Exploring DNA Sequencing Data
In this post I will investigate the sequencing data from The Cancer Genome Atlas (TCGA) in order to familiarize myself with handling sequencing data. Specifically, I will focus on a dataset which is a subset of somatic mutations found in colorectal cancer patients.
The data I used and my ipython notebooks for this project can be found on my repository.
The data in data_colorectal.txt
contains almost a million different somatic mutations with chromosomal positions relative to the human reference hg19. More detailed information on human reference hg19 can be found on the UCSC genome browser.
As a first step I decided to focus on how the somatic mutations were distributed across the different chromosomes. There are 76 unique chromosomes in the data: 24 regular chromosomes (1-22, X, Y), mitochondrial DNA (MT), and many unlocalized and unplaced chromosome contigs (GL000191.1-248.1). The most mutations occur in the regular chromosomes with all of them, except for Y, having at least ten thousand mutations.
Next, I wanted to calculate the mutation density. Since all the chromosomes are of different sizes, longer chromosomes are predisposed to having more mutations than shorter ones. Calculating the density of mutations eliminates this bias.
In order to calculate the density we must know the size of each chromosome, so I downloaded the data for chromosome sizes of human reference hg19 from the UCSC genome browser.

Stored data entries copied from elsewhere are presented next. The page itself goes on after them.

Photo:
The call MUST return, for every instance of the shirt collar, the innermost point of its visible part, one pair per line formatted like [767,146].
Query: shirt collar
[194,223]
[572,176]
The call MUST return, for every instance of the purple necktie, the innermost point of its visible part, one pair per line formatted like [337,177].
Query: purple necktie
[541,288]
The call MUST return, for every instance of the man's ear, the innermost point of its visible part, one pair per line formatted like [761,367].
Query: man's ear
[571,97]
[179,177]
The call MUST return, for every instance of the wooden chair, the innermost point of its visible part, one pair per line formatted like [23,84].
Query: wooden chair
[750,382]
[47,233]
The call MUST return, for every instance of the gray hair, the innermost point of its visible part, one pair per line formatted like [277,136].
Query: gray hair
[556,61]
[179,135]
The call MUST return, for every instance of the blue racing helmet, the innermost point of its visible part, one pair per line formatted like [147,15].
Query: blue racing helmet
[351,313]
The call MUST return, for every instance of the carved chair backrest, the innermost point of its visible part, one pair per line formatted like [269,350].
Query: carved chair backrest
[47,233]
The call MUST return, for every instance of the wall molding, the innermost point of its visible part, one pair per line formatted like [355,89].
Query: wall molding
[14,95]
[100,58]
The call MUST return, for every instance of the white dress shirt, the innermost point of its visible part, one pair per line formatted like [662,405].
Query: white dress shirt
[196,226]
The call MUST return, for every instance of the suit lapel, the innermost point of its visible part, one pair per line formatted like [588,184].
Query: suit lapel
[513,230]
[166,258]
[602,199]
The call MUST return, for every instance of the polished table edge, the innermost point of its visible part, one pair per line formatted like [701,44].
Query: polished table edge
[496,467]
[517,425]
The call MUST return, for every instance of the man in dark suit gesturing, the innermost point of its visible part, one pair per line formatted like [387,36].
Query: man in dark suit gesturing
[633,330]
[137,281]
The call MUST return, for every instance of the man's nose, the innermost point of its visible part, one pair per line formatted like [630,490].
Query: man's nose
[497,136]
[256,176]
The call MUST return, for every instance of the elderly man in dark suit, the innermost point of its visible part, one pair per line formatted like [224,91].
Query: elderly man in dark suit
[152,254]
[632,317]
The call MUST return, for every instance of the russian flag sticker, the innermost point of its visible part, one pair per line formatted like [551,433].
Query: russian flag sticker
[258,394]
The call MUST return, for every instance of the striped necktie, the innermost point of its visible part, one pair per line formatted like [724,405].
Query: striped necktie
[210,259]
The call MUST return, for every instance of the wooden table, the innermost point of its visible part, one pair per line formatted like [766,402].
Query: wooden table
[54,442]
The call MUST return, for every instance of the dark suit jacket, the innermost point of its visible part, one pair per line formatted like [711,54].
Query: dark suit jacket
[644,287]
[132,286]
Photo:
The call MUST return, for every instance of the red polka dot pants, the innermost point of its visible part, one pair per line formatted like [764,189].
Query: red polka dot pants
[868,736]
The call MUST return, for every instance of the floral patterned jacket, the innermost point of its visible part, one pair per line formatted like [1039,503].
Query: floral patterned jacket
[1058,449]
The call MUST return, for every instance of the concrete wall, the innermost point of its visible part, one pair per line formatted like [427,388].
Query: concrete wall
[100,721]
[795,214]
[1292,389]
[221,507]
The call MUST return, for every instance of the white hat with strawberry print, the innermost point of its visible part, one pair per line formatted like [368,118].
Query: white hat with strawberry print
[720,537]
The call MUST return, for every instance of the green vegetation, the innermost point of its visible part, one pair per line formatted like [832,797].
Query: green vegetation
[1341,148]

The regular chromosomes have the largest size and therefore it makes sense that they would also have the highest mutation counts. With the hg19 data I link the chromosome mutations counts to the chromosome sizes in order to calculate their mutation densities. When calculating the mutation density, I find an average mutation density of about 1 somatic mutation per two thousand base pairs across all chromosomes. All regular chromosomes - except for Y - have over 1 mutation per ten thousand base pairs. The unlocalized and unplaced contigs have much more variable mutation densities due to their smaller sizes.
I was also interested in investigating the distribution of point mutation locations in the various chromosomes. The idea here being that in the absence of some driver causing mutations at a particular location in the genome, one would expect that mutations are more or less equally likely to occur anywhere along the chromosome. If mutations from our sample data are distributed in a significantly non-uniform way, then it may be indicative that some particular mechanism (such as cancer) is driving a large amount of mutations at a particular location in the genome.
I quantified non-uniformity by calculating how likely it was to draw the mutation positions of each chromosome found in the data from a uniform distribution. From here we can calculate p-values to signify the probability that the mutation positions sampled did in fact come from a uniform distribution. For this analysis, I focus on my attention on the regular chromosomes since they are functionally more important than the irregular chromosomes as well as having in general the higher highest mutation densities. Chromosomes with large p-values (bars higher than the orange line) are likely to have their mutations uniformly distributed across the entire chromosome. Chromosomes with small p-values are likely to have mutations distributed non-uniformly.
Calculating p-values is quick way of identify chromosomes where mutations are more concentrated than would normally be expected, and so can provide a quick way of identifying locations along the genome that are very high in somatic mutations. A high local density of mutations may be indicative of a particular gene or genetic pathway being targeted by the cancer. However, this method of classifying non-uniformity does have its issues. In the case of classifying chromosome with a small sample of mutations the resulting p-value may be misleading because of the small sample size. Therefore this technique is not practical for picking out low frequency mutations.